In its latest edition, Consumer Reports has ventured into a new niche by rating different cancer tests. Its findings indicate almost all of the cancer screening tests rated should be avoided.
Consumer Reports, which routinely rates different types of products ranging from baby products to appliances and everything in between, has now ventured into cancer screening tests for the first time ever.
In its new edition, Consumer Reports rated 11 different tests. Its conclusion? Most of the 11 tests rated should be avoided by consumers.
Ovarian, pancreatic, testicular, lung, prostate, bladder, oral, and skin are among those not recommended for the general public by Consumer Reports. The reason being that sometimes the risks associated with the tests outweigh the benefits for the general population. Boston.com notes, the magazine has taken time, money, and risk into consideration.
"We know from our surveys that consumers approach screenings with an 'I have nothing to lose' attitude, which couldn't be further from the truth. Unfortunately some health organizations have promulgated this belief, inflating the benefits of cancer screenings while minimizing the harm they can do," said John Santa, M.D., M.P.H., director of the Consumer Reports Health Ratings Center, said in a press release. "To help clarify when most consumers should use cancer screenings and when they should skip them, we rate each screening and whether it is useful for a specific age group. We also try to identify some high risk factors that may make screening a reasonable choice."

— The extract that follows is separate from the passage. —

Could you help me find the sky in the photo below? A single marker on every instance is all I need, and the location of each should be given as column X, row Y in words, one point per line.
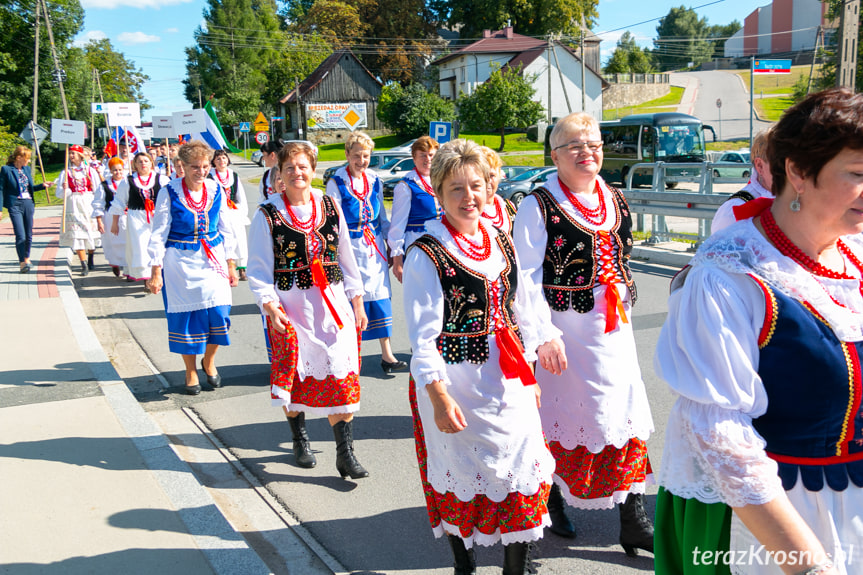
column 154, row 33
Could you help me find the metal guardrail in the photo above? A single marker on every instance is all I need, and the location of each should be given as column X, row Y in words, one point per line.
column 660, row 202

Among the "reasonable" tests, Santa said, are screenings for colon cancer, mammography for women ages 50 to 65 and pap smears for women 21 to 65. These generally align with current recommendations, although, as Mayo Clinic notes, several organizations are not in agreement about mammogram guidelines.
Many people who go for diagnostic tests end up going for a plethora of other tests or treatments. However, technology has progressed significantly and detection of any abnormalities is more probable than ever before.
"We now know that there's early cancers that our own immune systems look like they can take care of, but our tests can now detect, so we end up intervening and we end up exposing people to risks who have cancers that aren't going to change our lives," Santa told CBS News.
The consensus by Consumer Reports experts was too many people were getting tests that were not necessary and others were not getting the tests they should be getting. It was noted that tests for ovarian and pancreatic cancer cannot detect the cancer at a curable stage and lead to excess tests and treatments that create additional risks.
ABC News Chief Health and Medical Editor Dr. Richard Besser said, "Only get a test when the results are more likely to improve your health than to produce harm. Sometimes, it's not as straightforward as you might think. Just because a doctor orders a lot of tests doesn't mean that doctor is practicing smart medicine."
Consumer Reports said on its website that early detection saves lives when it comes to cancer and is not trying to dissuade from all tests. It was indicated, however, some tests are oversold, noting cancer screening tests have become big business and those providing them may not be entirely altruistic, often leaving out telling consumers the potential risks.
“When it comes to screening, most people see only the positives,” says Otis Brawley, M.D., chief medical officer of the American Cancer Society, according to Consumer Reports. “They don’t just underestimate the negatives, they don’t even know they exist.”
The Consumer Reports reviews are based on evidence from the U.S. Preventive Services Task Force (USPSTF), an independent panel of prevention and evidence-based medicine experts appointed by the HHS. Other factors used in the recommendations are analysis from "leading journals and organizations, consulted with patients and medical experts, and surveyed thousands of their own readers."
"The USPSTF has great evidence-based data, the contents of which was not being translated to patients," said Santa, who runs Consumer Reports' Health Ratings Center. "We saw there was a need to get this information to consumers, so we did."